Mr Buchanan said there were concerns among many in the community “about the criminal justice system, in particular the case of the man accused of involvement in the murder of David Black”.
He noted that McLaughlin “had his bail conditions were relaxed to allow him to reside in a luxury hotel from 7 August until Tuesday 9 August” and during that time was photographed “with a convicted republican terrorist at a city centre parade”.
Trevor Lunn, the Alliance MLA, said that he too supported the motion.
But he added: “I am not going to defend Mr McLaughlin in any way, but I note that his original bail was set in May 2014.
“I cannot help thinking that, if he had been remanded in custody, we would be having a different debate. I would query keeping someone in custody pending trial for almost three years.”
Jim Allister, TUV MLA and a QC, said “There patently is a systemic problem in the administration of bail, and I think that there are proper criticisms to be made arising from the case that most recently evidenced that problem, the McLaughlin case.”
He said that the source of the problem was the European Convention on Human Rights.
“Under article 5, the European convention creates a presumption in favour of bail.”
But he added: “I have a criticism of our judges.
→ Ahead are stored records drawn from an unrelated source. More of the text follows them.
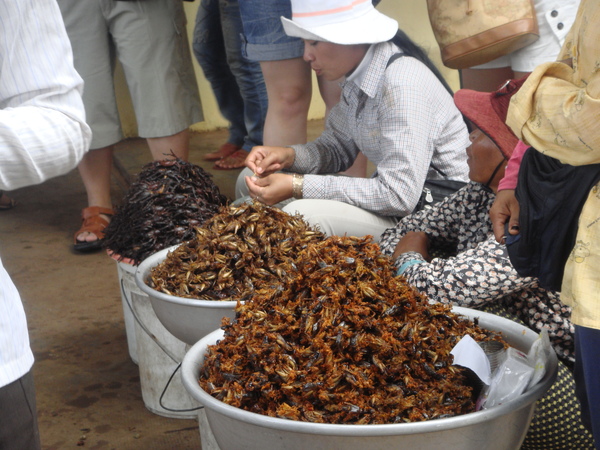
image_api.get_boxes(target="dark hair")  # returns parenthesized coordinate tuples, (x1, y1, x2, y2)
(390, 29, 454, 96)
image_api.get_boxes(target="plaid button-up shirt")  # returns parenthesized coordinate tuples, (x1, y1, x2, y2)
(289, 41, 469, 217)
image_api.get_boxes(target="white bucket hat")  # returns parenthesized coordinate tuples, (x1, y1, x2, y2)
(281, 0, 398, 45)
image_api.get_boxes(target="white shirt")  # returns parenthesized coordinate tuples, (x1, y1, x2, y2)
(0, 0, 91, 387)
Judges in Northern Ireland are more timid and more generous in their attitude to the European Convention and, therefore, more generous in their granting of bail, I perceive, when contrasted with those elsewhere in the United Kingdom.”
Ms Sugden said she welcomed the motion and debate.
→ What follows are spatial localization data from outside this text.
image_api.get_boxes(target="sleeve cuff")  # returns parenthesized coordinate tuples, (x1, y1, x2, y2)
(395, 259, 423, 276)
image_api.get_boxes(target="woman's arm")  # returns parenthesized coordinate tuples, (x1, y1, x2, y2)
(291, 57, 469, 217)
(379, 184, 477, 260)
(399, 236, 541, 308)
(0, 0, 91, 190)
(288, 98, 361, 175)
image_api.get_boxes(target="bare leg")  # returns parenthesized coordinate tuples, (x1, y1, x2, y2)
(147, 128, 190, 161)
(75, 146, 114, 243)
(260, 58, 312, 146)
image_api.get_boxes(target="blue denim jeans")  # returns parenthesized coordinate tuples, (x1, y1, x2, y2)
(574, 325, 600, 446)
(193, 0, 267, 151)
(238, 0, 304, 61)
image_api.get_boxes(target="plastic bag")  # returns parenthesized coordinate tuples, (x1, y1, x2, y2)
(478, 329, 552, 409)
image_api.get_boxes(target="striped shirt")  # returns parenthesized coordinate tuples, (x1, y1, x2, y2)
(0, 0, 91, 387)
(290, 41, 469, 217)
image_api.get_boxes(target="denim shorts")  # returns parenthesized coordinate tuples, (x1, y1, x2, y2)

She said: “Generally, I understand, appreciate and, certainly, sympathise with the ethos of the debate, but there are a number of aspects that make it difficult for me to support it,” she said.
Ms Sugden thanked police officers, prison officers and everyone in the justice system for their service.
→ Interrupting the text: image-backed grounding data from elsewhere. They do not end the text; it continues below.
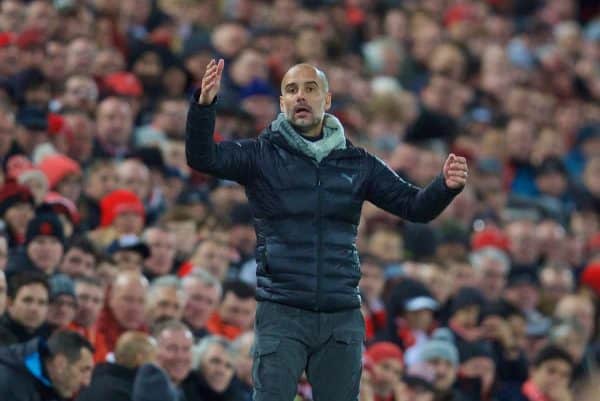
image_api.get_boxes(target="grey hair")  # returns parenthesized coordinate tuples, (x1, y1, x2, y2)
(316, 68, 329, 93)
(192, 335, 235, 370)
(182, 268, 222, 299)
(148, 275, 184, 304)
(469, 247, 510, 275)
(231, 331, 255, 356)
She said she had written to the Lord Chief Justice, the Director of Public Prosecutions and the Chief Constable about the McLaughlin episode.
She added: “There will, I am sure, be lessons to be learned.”
In other comments, Ms Sugden said: “I am quite happy to take up [Jim Allister’s] suggestion of doing a comparative model to see whether there are differences between what is happening in Northern Ireland and what is happening in GB.”
The motion was then put to MLAs and was passed after a division by a margin of 51 votes to 33, with Ms Sugden abstaining.
Nationalist and some other MLAs opposed the motion.
Declan Kearney of Sinn Fein said that his party was “not opposed to a review of bail policy, but we are opposed on human rights grounds to the proposed blanket ban that emerges from the motion for anyone charged with scheduled offences or the offence of murder”.
Mr Kearney said: “What must be paramount in all our minds and in the House is that for all citizens there is a presumption of innocence until proven guilty.”
He added: “The difficulty is that many prisoners have experienced inordinate and unacceptable delays while on remand in custody awaiting trial.”
Mr Kearney said that “the logic of the UUP position is that bail should not have been granted to the British army veteran charged in connection with the fatal shooting of John Pat Cunningham in Benburb in 1974.
“That is the difficulty when we begin to take an arbitrary or piecemeal approach to these issues”.
Alex Attwood, SDLP, said: “Like other Members in the Chamber, I attended the home of the Black family and the funeral of that prison officer.”
Mr Attwood added: “I am sure that the judiciary can hear this debate, and I am sure that they have heard the criticism.
“I have no doubt that the Lord Chief Justice will act on legitimate public concern, but that is what we should allow to happen: a response to legitimate public concern. However, we should not invert the rule of law and bail procedure”.
Other opponents included Eamonn McCann who said that calling for the release of people from custody did not amount to “standing side by side with extremists”.
Mr McCann said that “the remarks that I make today in standing up for civil liberties and bail conditions do not associate me with armed struggle or anything else, but with the basic principles of justice”.